Kicking my boots against the shiny surface, the wheels on my chair spun as I rolled to another keyboard. Much like other cities, the city streets of Indianapolis as well as the state highways were constantly monitored by traffic cams. Local news crews used the cams for traffic reports. Weather crews used them to display road conditions. The city and state police had access to them to determin
e circumstances of accidents and incidents. Most of the time, the footage was retained on a cloud for thirty to sixty days before disappearing.
Nothing truly disappeared. The older recordings were simply more difficult to access.
As my fingers raced across the keyboard, I knew I was still within the accessible time period. It was only a matter of finding the right cameras and time stamps.
Within a few minutes, I found the right system of feeds, carefully labeled by intersection or highway exit. “Well, thank you for not even trying to make this difficult.”
On another screen, I pulled up the map of Indianapolis proper and studied the streets.

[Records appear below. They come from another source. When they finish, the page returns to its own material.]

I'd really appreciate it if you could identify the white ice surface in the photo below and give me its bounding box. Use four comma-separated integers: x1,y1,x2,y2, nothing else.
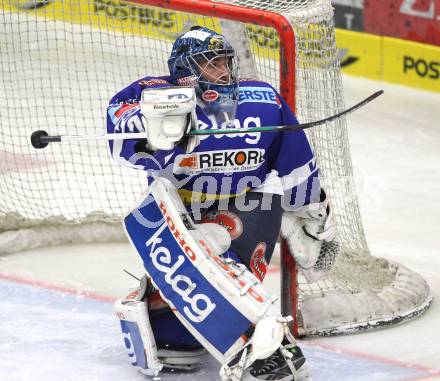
0,77,440,381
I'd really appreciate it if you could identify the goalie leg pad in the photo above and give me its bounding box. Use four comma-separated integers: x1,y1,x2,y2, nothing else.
124,178,279,363
114,284,206,376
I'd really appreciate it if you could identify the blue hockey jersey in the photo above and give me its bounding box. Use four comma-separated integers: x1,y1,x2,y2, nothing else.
107,76,320,209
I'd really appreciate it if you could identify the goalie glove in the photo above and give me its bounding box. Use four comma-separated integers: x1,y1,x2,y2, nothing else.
281,189,340,282
140,87,197,151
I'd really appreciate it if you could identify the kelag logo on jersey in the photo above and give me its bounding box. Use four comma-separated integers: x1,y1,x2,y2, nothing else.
238,87,281,108
174,148,266,175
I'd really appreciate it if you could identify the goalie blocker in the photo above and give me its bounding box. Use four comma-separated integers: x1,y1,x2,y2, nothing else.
115,178,294,380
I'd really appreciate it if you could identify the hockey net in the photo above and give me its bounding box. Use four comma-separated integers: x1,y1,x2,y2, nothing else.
0,0,431,335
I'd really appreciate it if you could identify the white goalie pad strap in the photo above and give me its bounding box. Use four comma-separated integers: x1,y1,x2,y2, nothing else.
140,87,197,150
113,298,163,376
124,178,281,363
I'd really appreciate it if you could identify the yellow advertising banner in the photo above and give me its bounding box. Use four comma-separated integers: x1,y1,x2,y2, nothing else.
383,37,440,92
336,29,382,80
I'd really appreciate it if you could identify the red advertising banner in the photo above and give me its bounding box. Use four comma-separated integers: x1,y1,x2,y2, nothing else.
364,0,440,46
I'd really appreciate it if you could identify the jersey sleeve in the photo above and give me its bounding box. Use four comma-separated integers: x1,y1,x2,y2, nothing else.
107,78,183,171
271,93,321,210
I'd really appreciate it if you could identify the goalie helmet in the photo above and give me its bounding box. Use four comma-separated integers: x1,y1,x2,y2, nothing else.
168,26,238,127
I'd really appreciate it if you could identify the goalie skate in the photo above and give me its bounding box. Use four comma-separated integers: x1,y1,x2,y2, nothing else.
243,342,311,381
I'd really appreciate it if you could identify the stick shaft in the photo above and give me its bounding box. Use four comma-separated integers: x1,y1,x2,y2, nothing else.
35,90,383,144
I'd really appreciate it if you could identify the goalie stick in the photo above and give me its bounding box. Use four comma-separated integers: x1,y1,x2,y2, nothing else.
31,90,383,149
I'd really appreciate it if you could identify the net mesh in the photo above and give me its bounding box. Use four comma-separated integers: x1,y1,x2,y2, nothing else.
0,0,430,334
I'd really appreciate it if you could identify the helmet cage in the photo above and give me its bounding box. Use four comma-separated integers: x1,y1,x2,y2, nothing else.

The quickest route, especially late at night, from Laurel’s house to Cartwright’s apartment on the north side would be Forty-sixth Street to North Meridian until he reached Carmel.
The neighborhood streets were tougher. Not all were monitored, only major intersections.
Forty-sixth and Meridian was an option. I pulled up that feed entering the time Cartwright left Laurel’s house. It didn’t take long. “There you are,” I said aloud to the grainy image. Cartwright’s black truck was easy to spot.
My back straightened. “What the fuck?” Cartwright didn’t head north on Meridian after visiting Laurel. He went south. “Where the fuck are you going?”
Pushing off, my chair rolled back to the screen with the footage of Laurel’s house. Clicking that off, I pulled up Cartwright’s apartment.
Why had I never verified that he’d gone home?
A quick glance upward at the sleeping woman wearing my shirt was my answer.
I hadn’t given a shit about Cartwright.
Laurel was my only concern.
Pulling up the coverage of Cartwright’s apartment, I rewound to the night in question. Once there, I sped up the video. It didn’t take watching in real time to show me that the fucker never made it to his place, not until the sun was rising. And then it was a quick shower and a change of clothes before he was out the door again.
“You’re on your way to that coffee shop. Where had you been?”